Fear of the Unknown

9 Sep

written by the side of a lake. gas is leaking and food supplies dwindling. its miday and there;s one more day to go.

last night, if i had a pen in hand and had attempted to write, the only words I probably would have mustered are I’m Scared.

Jose slept with one eye open and had a knife clutche in his hand all night.  We had agreed to take turns at watch.  My shift would start at midnight and last until about three.

What had scared us so?

We met a fellow traveler, the first and only one of the week, whose story just didnt add up.  I was having a hard time crossing a river when a backpacker in the distance motioned to me that he knew of an easier place to cross.  I was alone with my guide a long way off.  He was wearing a gringo sweater and pants and I was a bit disappointed when I learned he was Peruvian, supposedly from the coast.  I had been looking forward to speaking some English.

I was grateful that he had come to help me out but it creeped me out the way he changed his direction to come and camp alongside of us.  Jose confirmed my suspicions when he grilled him with questions.  The traveler attempted to explain he knew people in the area but I could tell Jose wasn’t buying it.  He didn’t like strangers he didn’t know.

When we arrived to a campsite, Jose and I looked at each other as if to say, let’s let him camp here and we’ll keep going.  After days of my guide trying to cut the day short, he was finally ready to keep on hiking if it meant getting away from the stranger.

The traveler wasn’t happy with our decision, but when it became obvious that we wanted to continue on without him, he really had no choice but to stay.  After we walked away, Jose explained to me just how strange his answers were, and I sensed just how uncomfortable my guide had been.  With a penchant for getting scared as is, it made things considerably worse to have my guide  freaking out as well.

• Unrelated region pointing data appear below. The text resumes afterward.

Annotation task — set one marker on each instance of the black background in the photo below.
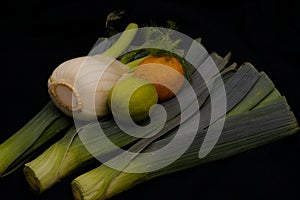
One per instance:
(36, 36)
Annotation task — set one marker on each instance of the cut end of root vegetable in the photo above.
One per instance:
(65, 95)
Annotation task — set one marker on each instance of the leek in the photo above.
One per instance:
(69, 154)
(31, 137)
(50, 121)
(256, 115)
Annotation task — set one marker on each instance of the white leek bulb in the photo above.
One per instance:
(82, 85)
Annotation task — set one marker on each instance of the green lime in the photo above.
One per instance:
(132, 97)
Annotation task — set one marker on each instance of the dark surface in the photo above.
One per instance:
(37, 36)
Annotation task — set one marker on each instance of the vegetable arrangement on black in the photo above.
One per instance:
(256, 114)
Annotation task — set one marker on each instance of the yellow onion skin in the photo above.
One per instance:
(80, 86)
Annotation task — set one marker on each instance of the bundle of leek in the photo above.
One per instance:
(70, 154)
(257, 114)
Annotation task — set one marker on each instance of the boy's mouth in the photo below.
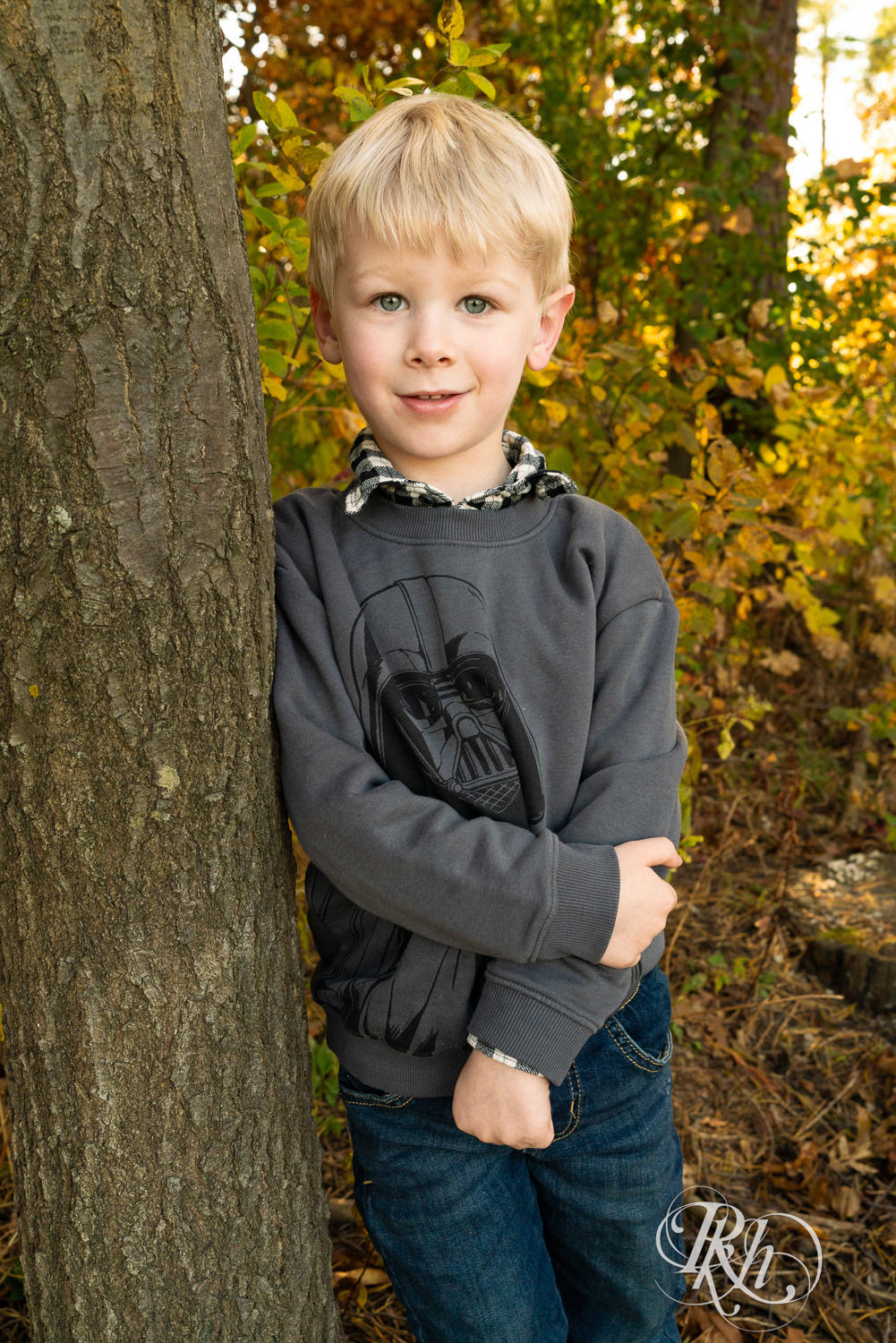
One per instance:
(430, 400)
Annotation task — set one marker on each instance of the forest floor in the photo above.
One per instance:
(785, 1101)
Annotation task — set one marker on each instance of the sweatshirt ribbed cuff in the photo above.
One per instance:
(587, 889)
(541, 1031)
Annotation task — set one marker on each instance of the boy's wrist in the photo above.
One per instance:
(499, 1056)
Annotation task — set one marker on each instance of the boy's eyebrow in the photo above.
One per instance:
(383, 274)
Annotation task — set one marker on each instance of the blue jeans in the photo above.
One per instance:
(488, 1244)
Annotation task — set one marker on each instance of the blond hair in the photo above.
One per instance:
(439, 166)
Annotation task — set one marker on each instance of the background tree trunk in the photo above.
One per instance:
(743, 252)
(166, 1162)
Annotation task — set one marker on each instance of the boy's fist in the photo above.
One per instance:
(645, 899)
(501, 1104)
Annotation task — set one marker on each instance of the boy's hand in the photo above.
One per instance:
(645, 899)
(500, 1104)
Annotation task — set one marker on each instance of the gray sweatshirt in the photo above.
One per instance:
(474, 708)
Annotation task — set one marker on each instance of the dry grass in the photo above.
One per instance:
(785, 1100)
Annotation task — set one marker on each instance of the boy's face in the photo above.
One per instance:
(434, 351)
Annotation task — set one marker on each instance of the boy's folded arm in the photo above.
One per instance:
(543, 1013)
(479, 884)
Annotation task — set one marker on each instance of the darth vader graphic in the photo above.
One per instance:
(435, 706)
(440, 719)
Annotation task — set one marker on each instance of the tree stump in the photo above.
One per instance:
(847, 913)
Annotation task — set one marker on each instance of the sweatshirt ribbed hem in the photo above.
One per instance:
(587, 886)
(400, 1074)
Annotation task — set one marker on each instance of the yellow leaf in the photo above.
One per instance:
(274, 387)
(557, 410)
(745, 386)
(774, 375)
(542, 376)
(450, 19)
(884, 590)
(759, 311)
(286, 179)
(724, 461)
(703, 387)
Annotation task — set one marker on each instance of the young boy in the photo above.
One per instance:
(480, 754)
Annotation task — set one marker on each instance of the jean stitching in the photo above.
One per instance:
(633, 1052)
(380, 1103)
(576, 1108)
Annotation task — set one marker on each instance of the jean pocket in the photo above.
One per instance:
(641, 1028)
(356, 1092)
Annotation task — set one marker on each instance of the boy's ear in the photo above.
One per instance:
(550, 327)
(324, 329)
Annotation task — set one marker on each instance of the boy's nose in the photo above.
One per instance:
(429, 346)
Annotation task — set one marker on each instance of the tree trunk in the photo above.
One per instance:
(739, 247)
(166, 1163)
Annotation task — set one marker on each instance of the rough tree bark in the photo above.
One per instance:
(754, 81)
(166, 1162)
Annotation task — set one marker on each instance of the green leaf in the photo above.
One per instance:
(287, 180)
(286, 117)
(276, 328)
(482, 82)
(266, 217)
(273, 360)
(359, 105)
(298, 252)
(450, 21)
(265, 107)
(241, 141)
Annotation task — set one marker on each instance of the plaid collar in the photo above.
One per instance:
(528, 472)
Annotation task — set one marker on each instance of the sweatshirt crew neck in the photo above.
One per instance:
(474, 526)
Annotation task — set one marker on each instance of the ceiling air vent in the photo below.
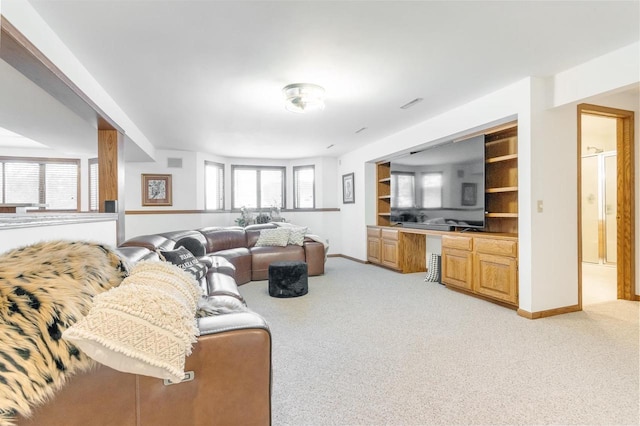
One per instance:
(174, 163)
(412, 103)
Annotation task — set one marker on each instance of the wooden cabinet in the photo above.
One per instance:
(373, 244)
(390, 248)
(457, 261)
(396, 249)
(486, 263)
(496, 269)
(483, 265)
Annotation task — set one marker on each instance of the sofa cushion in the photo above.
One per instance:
(144, 326)
(296, 235)
(194, 245)
(262, 257)
(273, 237)
(240, 258)
(184, 259)
(224, 239)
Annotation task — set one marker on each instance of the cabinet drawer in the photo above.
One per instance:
(373, 232)
(390, 234)
(458, 242)
(499, 247)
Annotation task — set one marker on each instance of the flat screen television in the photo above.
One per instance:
(440, 187)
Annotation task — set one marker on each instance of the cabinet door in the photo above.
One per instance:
(456, 268)
(373, 249)
(496, 277)
(390, 253)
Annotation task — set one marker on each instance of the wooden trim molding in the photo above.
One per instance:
(344, 256)
(133, 212)
(549, 312)
(626, 245)
(24, 56)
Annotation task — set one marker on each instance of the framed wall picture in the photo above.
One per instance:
(348, 189)
(156, 190)
(469, 194)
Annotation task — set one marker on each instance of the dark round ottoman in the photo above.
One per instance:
(288, 279)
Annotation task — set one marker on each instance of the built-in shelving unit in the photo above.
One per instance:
(501, 181)
(383, 176)
(484, 264)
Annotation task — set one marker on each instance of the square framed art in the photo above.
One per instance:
(156, 190)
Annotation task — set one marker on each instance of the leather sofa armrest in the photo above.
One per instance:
(205, 260)
(228, 322)
(231, 367)
(315, 256)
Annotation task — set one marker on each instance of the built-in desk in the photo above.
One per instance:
(481, 263)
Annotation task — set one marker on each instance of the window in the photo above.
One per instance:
(93, 184)
(213, 186)
(432, 190)
(258, 187)
(54, 182)
(402, 190)
(304, 187)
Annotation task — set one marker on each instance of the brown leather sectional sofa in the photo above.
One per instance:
(230, 363)
(238, 246)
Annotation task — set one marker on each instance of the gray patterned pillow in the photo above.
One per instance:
(296, 235)
(273, 237)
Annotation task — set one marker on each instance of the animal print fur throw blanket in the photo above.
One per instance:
(44, 289)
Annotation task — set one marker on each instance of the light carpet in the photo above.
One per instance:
(368, 346)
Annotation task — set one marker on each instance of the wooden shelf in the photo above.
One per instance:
(501, 189)
(496, 214)
(501, 158)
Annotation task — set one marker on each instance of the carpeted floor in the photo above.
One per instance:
(367, 346)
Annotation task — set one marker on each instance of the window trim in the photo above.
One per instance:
(235, 167)
(43, 161)
(222, 185)
(313, 188)
(441, 188)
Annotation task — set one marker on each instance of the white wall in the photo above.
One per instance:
(547, 167)
(101, 232)
(188, 194)
(22, 15)
(498, 107)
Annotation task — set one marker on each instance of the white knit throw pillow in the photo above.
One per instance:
(273, 237)
(146, 325)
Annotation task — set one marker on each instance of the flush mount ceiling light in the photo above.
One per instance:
(303, 97)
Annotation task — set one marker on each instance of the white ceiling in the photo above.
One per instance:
(206, 75)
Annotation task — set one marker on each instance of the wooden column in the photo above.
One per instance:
(111, 174)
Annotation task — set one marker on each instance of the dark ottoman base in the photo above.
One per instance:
(288, 279)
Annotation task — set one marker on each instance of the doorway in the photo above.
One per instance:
(606, 269)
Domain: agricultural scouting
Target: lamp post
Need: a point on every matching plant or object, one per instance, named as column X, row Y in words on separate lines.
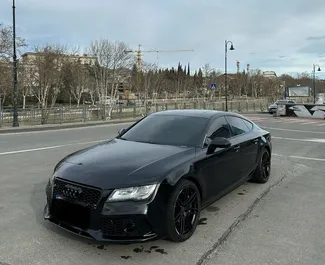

In the darkness of the night, with sparing use of our flashlights, we saught out flat ground that was close enough to water, but would also coneal us from the strange traveler lest he decide to look for us.  It was one cold, uncomfortable, and scary night.  Every noise, every movement, every shadow meant the possibility of death.  I vowed to never go hiking without a knife of my own again.

As it turned out, a few locals informed us in the morning that the lone traveler had packed up his gear in the middle of the night and went on ahead in our direction.  Why he would continue walking with the sun gone during the frigid night is anybody’s guess but it remains a mysterious in my mind: was he simply getting an early (or late) start or was he looking for us?